E apesar de restarem muitas dúvidas no horizonte, há outras que já se resolveram, o que pode começar a negociar no mercado. “Ao fechar outro capítulo da saga do Brexit, acreditamos que os mercados percorreram um longo caminho desde a reação precipitada do mercado ao referendo da UE de 2016. Dito isto, uma linha cronológica mais clara do brexit vai ajudar-nos a identificar as oportunidades potenciais e futuras das ações do Reino Unido”, afirma Colin Morton, parte da equipa de ações britânicas da Franklin Templeton Investments. De facto, na Janus Henderson, Paul O’Connor, diretor da equipa de Multiativos, aponta que “o aumento derivado do “efeito Boris” nos mercados não tem mais por aonde ir. Chegado a este ponto, será necessária uma melhoria sustentada no dinamismo macroeconómico do Reino Unido para impulsionar um aumento mais expressivo nos ativos sensíveis da economia do país”.
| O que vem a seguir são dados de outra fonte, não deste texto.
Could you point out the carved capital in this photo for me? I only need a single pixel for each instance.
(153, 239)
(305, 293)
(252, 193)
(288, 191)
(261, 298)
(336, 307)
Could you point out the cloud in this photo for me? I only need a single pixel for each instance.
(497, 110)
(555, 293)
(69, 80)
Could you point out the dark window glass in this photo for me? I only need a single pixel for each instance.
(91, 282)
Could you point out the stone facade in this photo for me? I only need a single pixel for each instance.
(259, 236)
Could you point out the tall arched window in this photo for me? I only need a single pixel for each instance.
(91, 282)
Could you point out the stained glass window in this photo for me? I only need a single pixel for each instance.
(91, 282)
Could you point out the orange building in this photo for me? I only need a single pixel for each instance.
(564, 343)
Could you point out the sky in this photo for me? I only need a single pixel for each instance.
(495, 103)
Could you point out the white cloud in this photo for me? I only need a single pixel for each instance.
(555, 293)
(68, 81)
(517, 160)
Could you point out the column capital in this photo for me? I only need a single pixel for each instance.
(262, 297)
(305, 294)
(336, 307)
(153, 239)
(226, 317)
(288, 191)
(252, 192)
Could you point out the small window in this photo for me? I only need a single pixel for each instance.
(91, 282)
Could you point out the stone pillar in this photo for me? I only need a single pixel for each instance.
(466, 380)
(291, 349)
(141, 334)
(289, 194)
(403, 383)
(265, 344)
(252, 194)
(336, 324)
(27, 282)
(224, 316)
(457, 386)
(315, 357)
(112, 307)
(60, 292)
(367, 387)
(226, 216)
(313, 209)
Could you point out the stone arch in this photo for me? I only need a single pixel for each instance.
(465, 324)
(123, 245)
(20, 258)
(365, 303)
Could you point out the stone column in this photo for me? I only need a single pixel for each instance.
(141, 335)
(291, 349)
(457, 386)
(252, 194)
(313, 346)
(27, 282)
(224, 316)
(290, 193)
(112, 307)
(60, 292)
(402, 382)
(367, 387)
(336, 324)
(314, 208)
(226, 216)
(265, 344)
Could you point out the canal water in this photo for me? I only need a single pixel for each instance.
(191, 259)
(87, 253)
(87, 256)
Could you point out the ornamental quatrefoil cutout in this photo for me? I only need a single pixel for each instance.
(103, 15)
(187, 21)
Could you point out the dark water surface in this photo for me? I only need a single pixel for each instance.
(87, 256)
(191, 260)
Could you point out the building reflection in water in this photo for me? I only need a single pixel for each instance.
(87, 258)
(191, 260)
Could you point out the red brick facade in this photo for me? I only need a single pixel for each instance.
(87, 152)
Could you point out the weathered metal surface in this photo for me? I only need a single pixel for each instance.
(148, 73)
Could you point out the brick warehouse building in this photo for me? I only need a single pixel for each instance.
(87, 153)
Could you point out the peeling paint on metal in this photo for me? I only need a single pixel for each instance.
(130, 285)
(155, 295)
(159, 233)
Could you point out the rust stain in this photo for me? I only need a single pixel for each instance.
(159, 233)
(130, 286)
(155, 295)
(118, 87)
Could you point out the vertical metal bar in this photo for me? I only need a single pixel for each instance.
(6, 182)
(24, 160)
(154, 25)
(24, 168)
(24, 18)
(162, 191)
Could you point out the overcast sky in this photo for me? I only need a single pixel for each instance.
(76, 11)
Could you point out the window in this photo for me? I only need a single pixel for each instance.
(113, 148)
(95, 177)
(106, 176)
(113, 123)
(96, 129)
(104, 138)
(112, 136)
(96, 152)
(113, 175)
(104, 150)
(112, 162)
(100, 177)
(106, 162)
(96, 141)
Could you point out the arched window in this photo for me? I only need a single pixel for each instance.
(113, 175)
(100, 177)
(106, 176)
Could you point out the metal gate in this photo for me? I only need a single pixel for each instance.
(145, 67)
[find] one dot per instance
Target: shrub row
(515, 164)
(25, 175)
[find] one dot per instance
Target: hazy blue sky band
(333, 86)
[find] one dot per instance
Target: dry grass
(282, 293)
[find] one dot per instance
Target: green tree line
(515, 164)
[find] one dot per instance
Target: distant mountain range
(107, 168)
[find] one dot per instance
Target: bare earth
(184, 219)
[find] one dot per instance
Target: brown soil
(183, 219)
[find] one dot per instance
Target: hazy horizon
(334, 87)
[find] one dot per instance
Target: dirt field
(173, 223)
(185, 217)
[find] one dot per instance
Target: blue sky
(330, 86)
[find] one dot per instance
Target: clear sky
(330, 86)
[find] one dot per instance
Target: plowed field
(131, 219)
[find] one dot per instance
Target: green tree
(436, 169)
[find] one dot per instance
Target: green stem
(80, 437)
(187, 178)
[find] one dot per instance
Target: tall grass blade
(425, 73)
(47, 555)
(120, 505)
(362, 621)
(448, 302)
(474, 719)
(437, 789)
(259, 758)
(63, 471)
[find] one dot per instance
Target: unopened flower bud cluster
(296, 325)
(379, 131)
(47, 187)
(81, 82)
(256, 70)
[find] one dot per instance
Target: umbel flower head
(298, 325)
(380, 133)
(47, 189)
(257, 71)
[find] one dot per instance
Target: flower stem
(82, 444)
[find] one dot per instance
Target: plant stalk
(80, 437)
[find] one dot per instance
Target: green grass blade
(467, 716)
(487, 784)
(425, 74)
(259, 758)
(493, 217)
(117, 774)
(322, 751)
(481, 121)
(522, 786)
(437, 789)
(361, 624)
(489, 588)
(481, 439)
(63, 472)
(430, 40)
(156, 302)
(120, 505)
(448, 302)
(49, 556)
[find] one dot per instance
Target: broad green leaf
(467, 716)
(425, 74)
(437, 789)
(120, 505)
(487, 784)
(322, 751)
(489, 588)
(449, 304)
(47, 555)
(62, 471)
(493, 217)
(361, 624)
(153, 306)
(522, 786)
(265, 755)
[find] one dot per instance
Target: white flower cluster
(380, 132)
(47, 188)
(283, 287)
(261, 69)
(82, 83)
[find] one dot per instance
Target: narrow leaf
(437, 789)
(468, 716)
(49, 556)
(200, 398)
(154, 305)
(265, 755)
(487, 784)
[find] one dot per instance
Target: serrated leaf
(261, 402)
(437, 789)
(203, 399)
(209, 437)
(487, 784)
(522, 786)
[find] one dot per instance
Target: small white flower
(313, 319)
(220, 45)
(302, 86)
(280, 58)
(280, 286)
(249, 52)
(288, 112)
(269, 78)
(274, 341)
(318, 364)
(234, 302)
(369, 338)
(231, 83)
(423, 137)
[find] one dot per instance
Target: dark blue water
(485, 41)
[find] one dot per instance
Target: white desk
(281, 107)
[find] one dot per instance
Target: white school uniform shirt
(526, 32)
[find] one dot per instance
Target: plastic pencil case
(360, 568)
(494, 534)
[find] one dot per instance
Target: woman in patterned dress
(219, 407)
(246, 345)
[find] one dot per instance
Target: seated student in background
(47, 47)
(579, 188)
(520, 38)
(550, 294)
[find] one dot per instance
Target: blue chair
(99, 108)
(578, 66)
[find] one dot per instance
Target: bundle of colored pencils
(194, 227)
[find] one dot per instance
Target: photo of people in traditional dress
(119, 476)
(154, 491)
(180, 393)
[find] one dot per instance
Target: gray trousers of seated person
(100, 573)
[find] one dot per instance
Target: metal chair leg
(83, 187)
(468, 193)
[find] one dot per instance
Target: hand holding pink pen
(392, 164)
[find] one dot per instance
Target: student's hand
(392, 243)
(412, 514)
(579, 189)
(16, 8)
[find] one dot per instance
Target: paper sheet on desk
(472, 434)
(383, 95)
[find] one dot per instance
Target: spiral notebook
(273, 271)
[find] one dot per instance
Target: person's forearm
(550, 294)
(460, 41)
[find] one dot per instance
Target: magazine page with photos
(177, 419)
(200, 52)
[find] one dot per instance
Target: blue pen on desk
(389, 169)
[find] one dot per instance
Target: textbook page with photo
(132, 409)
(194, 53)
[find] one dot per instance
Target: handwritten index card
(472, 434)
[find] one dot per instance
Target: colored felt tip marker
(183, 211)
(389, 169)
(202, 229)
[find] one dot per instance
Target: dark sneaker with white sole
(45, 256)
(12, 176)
Mais otimista mostra-se Maya Bhandari, gestora de carteiras de multiativos da Columbia Threadneedle, que considera que pode acontecer uma espécie de ponto de inflexão para o mercado britânico ao finalizar esta primeira fase do Brexit. “No início de janeiro, ampliámos a nossa alocação a ações britânicas para favorável a partir da anterior posição neutra, com isto as ações no seu conjunto tornaram-se numa das classes de ativos que privilegiamos”, afirma. Incide que esta mudança de posição não implica que todos os riscos tenham desaparecido, como o do acordo comercial que pode acabar por ser negativo, mas ainda assim defende que “o Reino Unido também é um mercado defensivo em essência, com bons dividendos que continuam intactos. Em conjunto, o mercado britânico oferece um prémio de risco atrativo, no seu próprio contexto e, especialmente, em comparação com outros mercados”.

É preciso recordar que nos últimos 12 meses o FTSE inglês aumentou apenas um terço (5%) do que os seus homólogos europeus como o Dax ou o Cac, cuja obrigação a 10 anos negoceia com uma rentabilidade superior à que se vê, por exemplo, em Portugal e Espanha e que a libra, que foi a que mais sofreu no mercado com o Brexit, começa a regressar a níveis mais normais.